In "Vulcão," an evening of dance by Contempo Physical Dance at the Cowles Center, choreographer Marciano Silva dos Santos and composer Divan Gattamorta displayed the sparks that fly when two artists nurture dynamic collaboration over many years.

The two pieces that were shown, including the first part of "Balacobaco" from 2017, and "Vulcão" from 2015, were driven by Gattamorta's spellbinding music, full of Afro-Brazilian rhythms, dramatic tension and an assortment of unconventional sounds. The music drove the movement and also the loose narrative in both works, propelling the storytelling forward as the dancers responded to it.

Starting the show out with "Balacobaco," the dancers evoked the revelry and high spirit of the Brazilian carnival. Donned in brightly colored costumes, they brought a joy to the stage as they skipped, marched, shook their hips and flapped their elbows like wings in an easy, playful romp.

On opening night, the audience thought the end of the first section was the end of the piece, clapping after the dancers found their way to the floor in a lounging position.

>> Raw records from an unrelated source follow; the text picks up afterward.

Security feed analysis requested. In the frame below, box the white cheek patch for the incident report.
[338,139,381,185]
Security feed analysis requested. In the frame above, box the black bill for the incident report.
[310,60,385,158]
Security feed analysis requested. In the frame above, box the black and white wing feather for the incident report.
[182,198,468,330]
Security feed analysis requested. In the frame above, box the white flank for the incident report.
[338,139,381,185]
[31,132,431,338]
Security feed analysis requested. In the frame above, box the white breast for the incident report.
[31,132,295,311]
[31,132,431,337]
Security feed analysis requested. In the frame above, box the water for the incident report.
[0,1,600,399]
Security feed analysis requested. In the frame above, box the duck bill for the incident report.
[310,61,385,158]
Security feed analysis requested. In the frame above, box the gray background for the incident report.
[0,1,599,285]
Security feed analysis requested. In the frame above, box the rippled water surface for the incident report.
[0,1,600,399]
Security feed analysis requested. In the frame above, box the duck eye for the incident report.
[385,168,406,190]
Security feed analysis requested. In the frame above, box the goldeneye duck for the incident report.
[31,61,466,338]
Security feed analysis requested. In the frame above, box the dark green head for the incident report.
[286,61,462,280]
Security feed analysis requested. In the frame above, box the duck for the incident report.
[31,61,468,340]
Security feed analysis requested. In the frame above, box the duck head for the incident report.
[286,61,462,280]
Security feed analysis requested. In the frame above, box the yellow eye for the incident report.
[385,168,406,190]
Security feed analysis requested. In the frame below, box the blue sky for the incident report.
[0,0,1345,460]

As the applause died down, the dancers coyly waved and shifted position, bobbing their heads and tapping their feet to the music in a seated dance to the multiple singing voices heard in the music.

The mood of "Balacobaco" shifted several times, from a sensuous second section to a darkly lit industrial scene, complete with the sounds of cars and the dancers moving like they were parts of a machine.

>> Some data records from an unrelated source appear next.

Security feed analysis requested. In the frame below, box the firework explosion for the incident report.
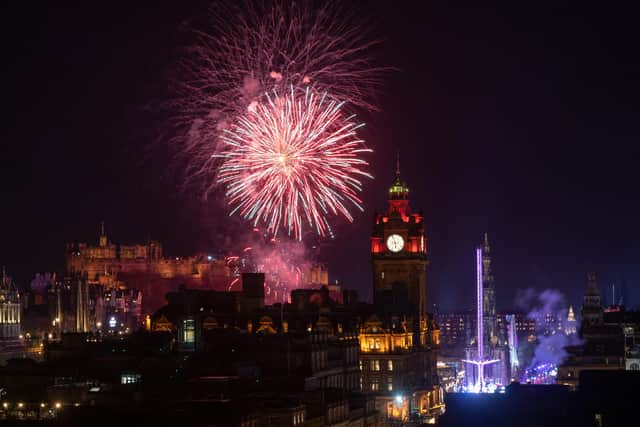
[218,87,371,240]
[170,0,387,224]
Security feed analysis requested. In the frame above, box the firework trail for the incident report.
[171,0,388,190]
[218,87,372,240]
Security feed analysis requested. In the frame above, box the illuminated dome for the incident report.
[389,155,409,200]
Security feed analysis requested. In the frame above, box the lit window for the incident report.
[120,374,140,384]
[182,319,196,343]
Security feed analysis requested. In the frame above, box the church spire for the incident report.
[389,151,409,200]
[100,221,107,248]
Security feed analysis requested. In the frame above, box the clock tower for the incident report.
[371,159,428,319]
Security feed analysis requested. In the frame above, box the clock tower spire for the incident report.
[371,160,428,319]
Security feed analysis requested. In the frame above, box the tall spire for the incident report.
[100,221,107,247]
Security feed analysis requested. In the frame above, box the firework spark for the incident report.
[171,0,388,190]
[218,87,372,240]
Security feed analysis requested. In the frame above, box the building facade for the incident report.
[359,163,443,422]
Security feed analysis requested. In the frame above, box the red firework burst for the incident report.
[218,87,372,239]
[171,0,388,189]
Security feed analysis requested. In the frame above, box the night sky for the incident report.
[0,1,640,310]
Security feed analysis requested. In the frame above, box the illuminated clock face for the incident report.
[387,234,404,252]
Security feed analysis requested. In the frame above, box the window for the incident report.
[182,319,196,344]
[120,374,140,384]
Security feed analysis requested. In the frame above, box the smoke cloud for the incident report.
[516,288,581,369]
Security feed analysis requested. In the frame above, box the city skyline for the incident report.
[0,2,640,310]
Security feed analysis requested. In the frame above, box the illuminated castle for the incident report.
[0,267,22,341]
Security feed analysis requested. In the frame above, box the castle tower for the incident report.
[371,158,428,319]
[99,221,107,248]
[564,305,577,335]
[0,267,22,340]
[581,273,603,330]
[482,233,499,346]
[75,274,89,332]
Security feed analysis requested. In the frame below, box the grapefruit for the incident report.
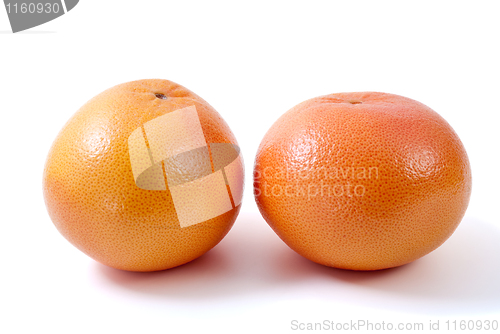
[254,92,471,270]
[43,80,243,271]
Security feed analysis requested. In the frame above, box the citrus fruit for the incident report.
[43,79,243,271]
[254,92,471,270]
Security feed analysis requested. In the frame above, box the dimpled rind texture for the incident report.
[254,92,471,270]
[43,79,243,271]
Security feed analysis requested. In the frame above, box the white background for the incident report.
[0,0,500,333]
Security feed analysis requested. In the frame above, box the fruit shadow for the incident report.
[294,217,500,315]
[95,214,500,315]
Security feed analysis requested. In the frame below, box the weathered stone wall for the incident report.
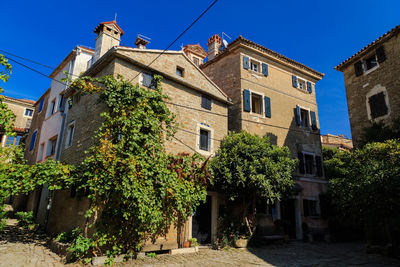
[343,35,400,147]
[24,91,49,164]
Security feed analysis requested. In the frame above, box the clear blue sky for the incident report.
[0,0,400,136]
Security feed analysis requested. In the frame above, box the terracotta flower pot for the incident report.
[183,241,190,248]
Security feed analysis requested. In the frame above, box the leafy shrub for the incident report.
[15,211,35,228]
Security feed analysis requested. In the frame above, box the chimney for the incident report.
[135,34,150,49]
[93,20,124,62]
[207,34,221,60]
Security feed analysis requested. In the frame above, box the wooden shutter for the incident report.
[296,105,301,125]
[292,75,297,88]
[354,61,363,76]
[201,95,211,110]
[375,46,386,63]
[264,96,271,118]
[297,152,305,174]
[262,63,268,76]
[307,82,312,94]
[243,56,250,70]
[310,111,318,130]
[243,89,250,112]
[315,156,323,177]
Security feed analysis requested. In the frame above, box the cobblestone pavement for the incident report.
[0,220,400,267]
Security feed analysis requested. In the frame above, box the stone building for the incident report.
[335,25,400,147]
[42,22,230,250]
[0,96,35,147]
[200,35,327,239]
[321,134,353,151]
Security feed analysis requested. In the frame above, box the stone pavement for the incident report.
[0,220,400,267]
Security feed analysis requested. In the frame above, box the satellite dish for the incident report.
[222,39,228,47]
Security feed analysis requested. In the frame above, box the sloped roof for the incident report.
[335,25,400,71]
[202,35,324,79]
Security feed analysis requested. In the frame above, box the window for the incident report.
[49,99,56,116]
[200,129,211,151]
[25,108,33,117]
[142,73,156,89]
[364,55,378,71]
[201,95,211,110]
[65,122,75,147]
[303,199,319,217]
[46,136,57,157]
[37,143,44,161]
[368,92,389,119]
[29,130,37,151]
[193,57,200,66]
[300,109,309,127]
[304,154,314,174]
[251,93,263,114]
[176,67,184,77]
[38,97,44,112]
[250,60,260,72]
[297,79,306,90]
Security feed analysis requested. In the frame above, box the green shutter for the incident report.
[264,96,271,118]
[243,89,250,112]
[292,75,297,88]
[262,63,268,76]
[307,82,312,94]
[296,105,301,125]
[310,111,318,130]
[243,56,250,70]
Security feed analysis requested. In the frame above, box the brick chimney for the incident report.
[93,20,124,62]
[207,34,221,60]
[135,35,149,49]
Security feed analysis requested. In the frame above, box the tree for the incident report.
[330,140,400,246]
[210,131,297,238]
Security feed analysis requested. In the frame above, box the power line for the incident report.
[5,56,68,86]
[0,49,55,70]
[130,0,218,81]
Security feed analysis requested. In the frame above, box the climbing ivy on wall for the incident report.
[65,76,209,262]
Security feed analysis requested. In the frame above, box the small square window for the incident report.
[365,55,378,70]
[201,95,211,110]
[304,154,314,174]
[300,109,310,127]
[297,79,306,90]
[25,108,33,117]
[193,57,200,66]
[176,67,184,77]
[251,93,263,114]
[250,60,260,72]
[368,92,389,119]
[200,129,211,151]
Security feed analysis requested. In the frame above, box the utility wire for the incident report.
[0,49,55,70]
[130,0,218,82]
[5,56,68,86]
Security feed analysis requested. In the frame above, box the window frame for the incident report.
[195,123,214,156]
[24,108,34,118]
[64,121,76,148]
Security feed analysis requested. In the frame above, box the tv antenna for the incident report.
[221,32,232,48]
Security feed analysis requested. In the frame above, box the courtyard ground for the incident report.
[0,220,400,267]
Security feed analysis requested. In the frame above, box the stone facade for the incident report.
[48,22,230,251]
[200,36,327,241]
[321,134,353,150]
[335,25,400,147]
[0,96,35,146]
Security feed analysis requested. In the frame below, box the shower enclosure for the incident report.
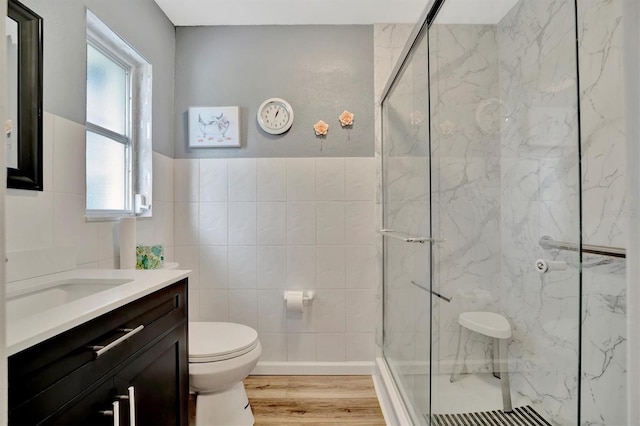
[380,0,581,425]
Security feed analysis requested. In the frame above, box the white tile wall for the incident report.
[257,158,287,201]
[6,114,379,361]
[6,112,178,274]
[182,158,379,362]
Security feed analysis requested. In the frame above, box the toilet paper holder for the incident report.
[284,290,316,304]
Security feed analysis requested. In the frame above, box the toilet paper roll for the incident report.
[536,259,567,274]
[287,291,304,312]
[120,217,136,269]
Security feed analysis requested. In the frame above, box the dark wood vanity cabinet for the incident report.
[9,279,189,426]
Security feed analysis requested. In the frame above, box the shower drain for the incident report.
[424,405,551,426]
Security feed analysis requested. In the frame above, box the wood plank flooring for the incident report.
[244,376,385,426]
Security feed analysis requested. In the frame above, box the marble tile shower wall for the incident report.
[174,158,379,362]
[498,0,581,424]
[578,0,629,425]
[429,24,502,374]
[6,113,173,269]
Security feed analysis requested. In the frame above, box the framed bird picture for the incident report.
[188,107,240,148]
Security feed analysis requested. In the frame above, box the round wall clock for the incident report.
[258,98,293,135]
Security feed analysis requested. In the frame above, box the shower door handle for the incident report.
[378,229,444,244]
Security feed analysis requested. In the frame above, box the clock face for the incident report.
[258,98,293,135]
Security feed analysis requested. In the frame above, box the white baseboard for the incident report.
[251,361,375,376]
[373,358,413,426]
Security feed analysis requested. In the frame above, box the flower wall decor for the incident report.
[338,110,354,127]
[313,120,329,136]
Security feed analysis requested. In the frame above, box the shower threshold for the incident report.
[424,405,551,426]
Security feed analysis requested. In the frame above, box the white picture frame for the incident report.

Ultimately, the piece showcased a rich sense of atmosphere.

"Vulcão,"meanwhile, took its time to build up the smoldering energy.

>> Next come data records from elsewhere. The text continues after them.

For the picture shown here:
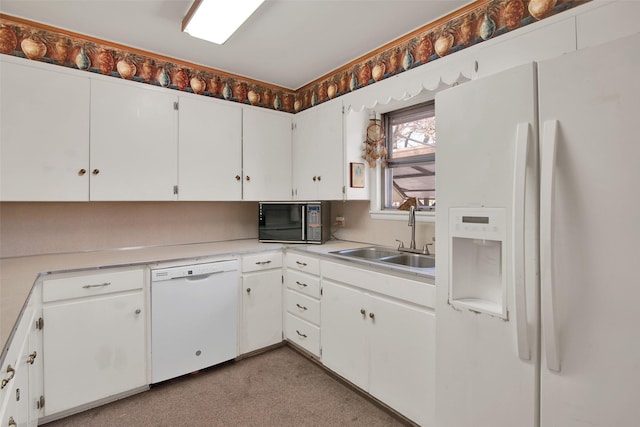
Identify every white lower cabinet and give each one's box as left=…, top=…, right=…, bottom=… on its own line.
left=321, top=262, right=435, bottom=426
left=42, top=269, right=148, bottom=417
left=239, top=251, right=282, bottom=354
left=285, top=252, right=321, bottom=358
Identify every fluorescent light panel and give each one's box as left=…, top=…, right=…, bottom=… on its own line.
left=182, top=0, right=264, bottom=44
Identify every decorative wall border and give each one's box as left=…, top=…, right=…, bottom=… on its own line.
left=0, top=0, right=592, bottom=113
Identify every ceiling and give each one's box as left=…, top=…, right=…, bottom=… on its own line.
left=0, top=0, right=470, bottom=90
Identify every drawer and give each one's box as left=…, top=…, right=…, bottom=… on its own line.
left=287, top=252, right=320, bottom=276
left=287, top=289, right=320, bottom=325
left=286, top=313, right=320, bottom=357
left=42, top=269, right=144, bottom=302
left=242, top=251, right=282, bottom=273
left=287, top=270, right=320, bottom=298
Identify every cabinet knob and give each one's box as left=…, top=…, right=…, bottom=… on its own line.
left=0, top=365, right=16, bottom=390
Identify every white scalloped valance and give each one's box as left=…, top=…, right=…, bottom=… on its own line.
left=343, top=48, right=473, bottom=112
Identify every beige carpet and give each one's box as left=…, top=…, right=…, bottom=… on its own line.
left=46, top=346, right=406, bottom=427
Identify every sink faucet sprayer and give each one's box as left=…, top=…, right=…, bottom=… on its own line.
left=396, top=205, right=431, bottom=255
left=408, top=205, right=416, bottom=249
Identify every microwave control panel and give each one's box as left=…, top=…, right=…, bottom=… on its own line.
left=307, top=204, right=322, bottom=241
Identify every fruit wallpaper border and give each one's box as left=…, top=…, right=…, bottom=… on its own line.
left=0, top=0, right=591, bottom=113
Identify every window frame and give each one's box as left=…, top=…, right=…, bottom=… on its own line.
left=370, top=97, right=436, bottom=222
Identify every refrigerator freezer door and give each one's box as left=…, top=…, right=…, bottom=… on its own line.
left=536, top=31, right=640, bottom=427
left=436, top=64, right=539, bottom=427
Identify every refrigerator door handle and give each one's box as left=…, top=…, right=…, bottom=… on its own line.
left=540, top=120, right=560, bottom=372
left=511, top=123, right=531, bottom=360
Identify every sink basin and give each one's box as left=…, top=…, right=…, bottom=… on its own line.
left=379, top=253, right=436, bottom=268
left=330, top=246, right=436, bottom=268
left=330, top=246, right=398, bottom=260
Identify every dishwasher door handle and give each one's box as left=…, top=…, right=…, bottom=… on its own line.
left=171, top=270, right=225, bottom=282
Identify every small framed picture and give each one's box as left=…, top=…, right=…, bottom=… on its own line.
left=349, top=163, right=364, bottom=188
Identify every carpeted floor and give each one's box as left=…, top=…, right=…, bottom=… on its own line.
left=46, top=346, right=406, bottom=427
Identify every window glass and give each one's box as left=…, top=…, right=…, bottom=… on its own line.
left=382, top=101, right=436, bottom=210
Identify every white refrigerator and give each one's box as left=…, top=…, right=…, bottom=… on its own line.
left=436, top=31, right=640, bottom=427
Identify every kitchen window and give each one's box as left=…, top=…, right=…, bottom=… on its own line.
left=381, top=101, right=436, bottom=212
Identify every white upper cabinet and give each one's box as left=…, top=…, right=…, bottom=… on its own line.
left=178, top=95, right=242, bottom=201
left=293, top=100, right=344, bottom=200
left=90, top=79, right=178, bottom=201
left=0, top=55, right=90, bottom=201
left=242, top=107, right=292, bottom=201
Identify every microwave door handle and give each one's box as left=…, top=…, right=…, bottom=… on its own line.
left=300, top=205, right=307, bottom=241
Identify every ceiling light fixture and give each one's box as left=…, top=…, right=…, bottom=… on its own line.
left=182, top=0, right=264, bottom=44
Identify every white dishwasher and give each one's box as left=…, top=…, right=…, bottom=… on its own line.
left=151, top=260, right=239, bottom=384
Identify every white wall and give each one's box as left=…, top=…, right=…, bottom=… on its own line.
left=0, top=202, right=258, bottom=258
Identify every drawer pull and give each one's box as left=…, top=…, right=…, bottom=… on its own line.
left=82, top=282, right=111, bottom=289
left=0, top=365, right=16, bottom=390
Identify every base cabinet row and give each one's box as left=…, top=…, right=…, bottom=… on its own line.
left=0, top=250, right=435, bottom=426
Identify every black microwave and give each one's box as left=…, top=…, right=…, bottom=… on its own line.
left=258, top=202, right=331, bottom=244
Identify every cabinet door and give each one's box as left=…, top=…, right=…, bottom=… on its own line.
left=367, top=296, right=436, bottom=426
left=242, top=107, right=292, bottom=201
left=90, top=80, right=178, bottom=201
left=320, top=281, right=370, bottom=390
left=293, top=101, right=344, bottom=200
left=43, top=291, right=147, bottom=415
left=292, top=108, right=319, bottom=200
left=314, top=100, right=344, bottom=200
left=240, top=270, right=283, bottom=354
left=0, top=59, right=89, bottom=202
left=178, top=96, right=242, bottom=201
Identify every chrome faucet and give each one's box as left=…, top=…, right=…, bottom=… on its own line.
left=396, top=206, right=432, bottom=255
left=408, top=205, right=416, bottom=249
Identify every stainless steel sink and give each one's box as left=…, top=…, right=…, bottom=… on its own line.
left=330, top=246, right=436, bottom=268
left=380, top=253, right=436, bottom=268
left=330, top=246, right=399, bottom=259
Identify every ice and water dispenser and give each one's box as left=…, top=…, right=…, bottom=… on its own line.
left=449, top=208, right=507, bottom=319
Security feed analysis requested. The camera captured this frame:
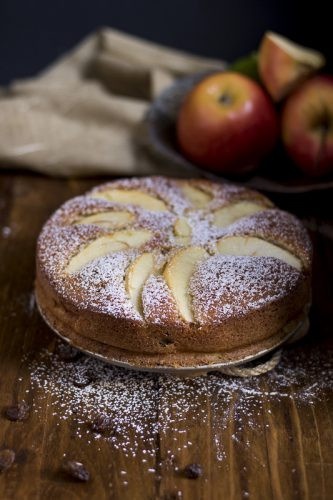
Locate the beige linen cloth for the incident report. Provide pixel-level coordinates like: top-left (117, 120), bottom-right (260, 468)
top-left (0, 28), bottom-right (224, 176)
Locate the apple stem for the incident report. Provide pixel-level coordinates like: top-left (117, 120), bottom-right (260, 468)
top-left (218, 93), bottom-right (232, 106)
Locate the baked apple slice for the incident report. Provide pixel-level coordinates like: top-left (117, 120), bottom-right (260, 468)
top-left (125, 252), bottom-right (155, 314)
top-left (66, 229), bottom-right (152, 274)
top-left (163, 247), bottom-right (209, 322)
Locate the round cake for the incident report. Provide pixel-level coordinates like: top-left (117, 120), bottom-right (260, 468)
top-left (36, 176), bottom-right (312, 369)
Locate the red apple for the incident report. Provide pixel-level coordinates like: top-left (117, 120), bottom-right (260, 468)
top-left (281, 75), bottom-right (333, 176)
top-left (177, 72), bottom-right (278, 174)
top-left (258, 31), bottom-right (325, 101)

To the sounds of hot bubbling liquid, the dancers, who began by laying on the ground in jerking fits, slowly made their way to standing.

There was a deliberateness in the piece, a wiry quality that allowed the dramatic arc to crescendo, the dynamics between composer and choreographer effortlessly engaging and surprising.

The piece featured a number of short solos, allowing each of the seven members of the company to show off their individuality, as well as their unique gifts. From leaping somersaults to gravity-defying hip-hop moves, it was fun to see what each dancer brought to the piece.

Later on, the individual dancers melded into more of a group. Silva dos Santos employed lines and formations as the movers assembled and reassembled around the stage. Their synchronicity added to the accumulation of vitality that peaked in a satisfying final moment.

Sheila Regan is a Minneapolis arts writer.